A qualidade dos músicos, o repertório, o equipamento de som, a facilidade de locomoção entre um palco e outro, um tempo mínimo de espera para cada banda se apresentar, a proximidade do público com os artistas em palcos de fácil acesso, além da comida barata e de banheiros limpos que não se encontram no Rock in Rio – tudo isso permitiu avaliar o evento com nota 10. Por isso, o prefeito Rodrigo Neves já determinou sua inclusão no calendário oficial de Niterói, que atraiu gente até da cidade do Rio.
Lullaby
Lá do Rio veio minha neta Ana, 7 anos, trazendo sua amiga Laila, da mesma idade. Foi ela que me levou para curtirmos, juntos, a música dos Beatles, o que fortaleceu nossa cumplicidade. Sentamos na ponta do palco, em lugar cedido generosamente para um velho e duas crianças, na maior intimidade com os músicos.
– Vovô, será que eles vão cantar “Here comes the sun”?
Cantaram. Ela, que surpreendentemente sabia a letra, os acompanhou, com uma pronúncia melhor do que a minha e a do Joel Santana. As duas pediram “Help” e “Yellow Submarine”. Não conheciam, porém, “Golden Slumbers”. Quando souberam que lullaby era canção de ninar, Laila, que levou sua boneca, começou a acalentá-la no seu colo:
Sleep pretty darling, do not cry
And I will sing a lullaby.
Tentei fotografar e filmar a cena cativante, cheia de ternura, mas o celular, egocêntrico, só tirava fotos de mim mesmo. Apertei sem sucesso todos os botões para reverter, mas quando minha neta me ensinou como usar aquela geringonça, Jessica Power já estava cantando outra música, aplaudida por Taninha que, no meio da multidão, parecia mãe de miss de tão eufórica. No final, Ana fez o que eu queria, mas não tive coragem: pediu um autógrafo do Rod Power. O Kinto Beatle e o irreverente Djewry, lá onde estão, devem estar exultando.
P.S. 1 “Um dia um gato” é um filme tcheco da década de 1960 que me fez lembrar o Kinto Beatle. O gato usa óculos e pode enxergar as pessoas de acordo com o caráter de cada uma. Só ele vê. O corrupto tem cor cinzenta, o falso é amarelo, o hipócrita é roxo, o criativo apaixonado é vermelho. Rod Power é vermelho e não usa espelho pra se pentear.

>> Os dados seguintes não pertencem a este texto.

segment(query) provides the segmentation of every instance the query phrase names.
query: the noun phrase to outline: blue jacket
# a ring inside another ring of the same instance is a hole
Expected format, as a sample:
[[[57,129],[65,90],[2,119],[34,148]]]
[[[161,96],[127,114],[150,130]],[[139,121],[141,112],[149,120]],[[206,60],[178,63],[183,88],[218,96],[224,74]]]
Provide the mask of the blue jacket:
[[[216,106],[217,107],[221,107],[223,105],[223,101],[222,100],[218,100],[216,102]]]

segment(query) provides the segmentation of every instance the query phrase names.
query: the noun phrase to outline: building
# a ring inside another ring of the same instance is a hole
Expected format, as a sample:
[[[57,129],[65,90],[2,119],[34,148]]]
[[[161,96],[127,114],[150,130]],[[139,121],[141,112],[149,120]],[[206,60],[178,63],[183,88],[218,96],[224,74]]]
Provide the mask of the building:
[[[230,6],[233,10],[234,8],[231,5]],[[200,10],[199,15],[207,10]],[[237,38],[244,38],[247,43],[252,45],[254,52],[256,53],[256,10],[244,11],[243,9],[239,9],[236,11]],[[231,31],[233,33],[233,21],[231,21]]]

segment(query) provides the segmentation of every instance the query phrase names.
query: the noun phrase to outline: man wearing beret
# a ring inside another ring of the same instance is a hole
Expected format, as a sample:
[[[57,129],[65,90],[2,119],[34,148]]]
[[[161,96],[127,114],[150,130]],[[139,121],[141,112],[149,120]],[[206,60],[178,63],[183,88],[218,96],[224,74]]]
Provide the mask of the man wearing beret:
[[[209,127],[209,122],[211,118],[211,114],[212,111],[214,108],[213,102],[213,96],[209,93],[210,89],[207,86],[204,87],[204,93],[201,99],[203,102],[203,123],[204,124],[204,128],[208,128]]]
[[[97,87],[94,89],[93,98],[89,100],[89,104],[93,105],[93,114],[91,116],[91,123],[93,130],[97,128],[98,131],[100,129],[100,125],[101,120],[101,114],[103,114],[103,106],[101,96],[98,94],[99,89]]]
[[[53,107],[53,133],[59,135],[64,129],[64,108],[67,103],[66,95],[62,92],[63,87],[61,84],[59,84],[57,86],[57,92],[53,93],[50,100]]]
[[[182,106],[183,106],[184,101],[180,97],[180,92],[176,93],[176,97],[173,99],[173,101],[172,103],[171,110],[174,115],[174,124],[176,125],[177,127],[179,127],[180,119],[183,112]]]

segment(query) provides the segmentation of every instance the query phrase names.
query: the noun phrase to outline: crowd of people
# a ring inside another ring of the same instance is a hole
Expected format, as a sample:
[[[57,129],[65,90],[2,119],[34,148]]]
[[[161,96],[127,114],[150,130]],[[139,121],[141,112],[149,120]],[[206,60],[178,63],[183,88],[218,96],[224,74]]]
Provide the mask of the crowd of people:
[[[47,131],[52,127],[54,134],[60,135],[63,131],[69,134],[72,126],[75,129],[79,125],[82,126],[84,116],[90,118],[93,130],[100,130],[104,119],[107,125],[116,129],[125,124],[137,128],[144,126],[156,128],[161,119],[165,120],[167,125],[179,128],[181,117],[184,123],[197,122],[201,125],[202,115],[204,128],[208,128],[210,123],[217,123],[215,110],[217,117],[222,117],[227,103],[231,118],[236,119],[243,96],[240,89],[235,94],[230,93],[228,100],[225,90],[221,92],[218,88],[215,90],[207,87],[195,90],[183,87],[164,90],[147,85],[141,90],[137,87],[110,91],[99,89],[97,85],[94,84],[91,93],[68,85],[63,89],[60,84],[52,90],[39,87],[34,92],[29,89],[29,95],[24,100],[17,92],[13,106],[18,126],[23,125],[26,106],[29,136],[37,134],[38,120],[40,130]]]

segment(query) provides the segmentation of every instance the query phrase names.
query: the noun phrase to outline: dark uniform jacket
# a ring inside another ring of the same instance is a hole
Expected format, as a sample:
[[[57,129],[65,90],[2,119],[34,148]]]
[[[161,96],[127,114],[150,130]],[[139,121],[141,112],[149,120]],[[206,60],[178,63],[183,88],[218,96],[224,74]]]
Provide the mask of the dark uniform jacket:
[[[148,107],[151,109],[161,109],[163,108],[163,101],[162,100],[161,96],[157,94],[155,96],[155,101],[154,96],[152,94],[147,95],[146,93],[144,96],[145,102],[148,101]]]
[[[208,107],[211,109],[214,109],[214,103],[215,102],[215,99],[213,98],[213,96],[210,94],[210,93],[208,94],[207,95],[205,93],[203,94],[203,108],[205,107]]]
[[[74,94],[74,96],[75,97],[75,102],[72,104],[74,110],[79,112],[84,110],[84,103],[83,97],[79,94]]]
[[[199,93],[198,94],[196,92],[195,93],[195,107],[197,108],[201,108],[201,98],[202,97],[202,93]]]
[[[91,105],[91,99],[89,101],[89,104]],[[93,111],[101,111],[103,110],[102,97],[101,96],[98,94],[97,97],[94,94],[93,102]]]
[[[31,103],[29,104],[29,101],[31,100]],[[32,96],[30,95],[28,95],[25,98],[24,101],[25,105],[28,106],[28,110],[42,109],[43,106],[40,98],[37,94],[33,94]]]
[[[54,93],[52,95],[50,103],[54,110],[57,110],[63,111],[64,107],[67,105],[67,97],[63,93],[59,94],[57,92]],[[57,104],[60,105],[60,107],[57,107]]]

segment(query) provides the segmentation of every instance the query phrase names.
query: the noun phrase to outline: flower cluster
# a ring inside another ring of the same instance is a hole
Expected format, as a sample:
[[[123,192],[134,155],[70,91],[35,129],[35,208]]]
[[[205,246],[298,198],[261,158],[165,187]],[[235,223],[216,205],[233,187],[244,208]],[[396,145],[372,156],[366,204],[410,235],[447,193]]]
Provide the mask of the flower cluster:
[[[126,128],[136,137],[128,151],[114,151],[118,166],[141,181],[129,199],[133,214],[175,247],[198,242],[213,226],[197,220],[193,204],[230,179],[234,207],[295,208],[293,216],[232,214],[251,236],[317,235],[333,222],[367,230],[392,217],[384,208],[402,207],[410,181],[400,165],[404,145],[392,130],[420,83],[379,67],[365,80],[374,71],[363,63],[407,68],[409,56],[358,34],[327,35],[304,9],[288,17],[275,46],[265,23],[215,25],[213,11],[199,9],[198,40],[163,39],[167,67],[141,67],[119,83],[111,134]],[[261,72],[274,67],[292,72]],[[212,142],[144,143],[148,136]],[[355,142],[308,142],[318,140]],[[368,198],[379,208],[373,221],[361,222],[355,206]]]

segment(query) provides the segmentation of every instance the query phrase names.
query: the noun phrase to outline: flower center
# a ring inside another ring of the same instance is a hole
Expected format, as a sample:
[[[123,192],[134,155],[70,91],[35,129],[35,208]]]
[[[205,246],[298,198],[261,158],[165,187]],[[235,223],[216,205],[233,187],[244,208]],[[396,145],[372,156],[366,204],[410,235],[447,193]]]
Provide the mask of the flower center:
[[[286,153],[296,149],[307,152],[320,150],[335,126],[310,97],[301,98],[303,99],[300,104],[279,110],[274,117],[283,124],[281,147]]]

P.S. 2 – No mês passado, Rod Power lançou o CD “O Catador de Poemas”, com letras que ele musicou de José Cyrino, um puta poeta amazonense. Vale a pena curtir esse som.
P.S. 3 – Quem tocou na Niterói Beatle week: Calangles e Bezzouros (Niterói), Bluebeatles e Gui Lopes (Rio), Sonido Club de Florianópolis (SC) e outros como Camacho Trio, Sonzera Clube, Teachers on the Rocks, Dr. Ones, Casal Beatles e Evandro Halabey, além de um show de feras: Carlos Malta, Fernando Moura, Tim Reynolds, Glauco Velloso, Daniel Almeida e Dany Power.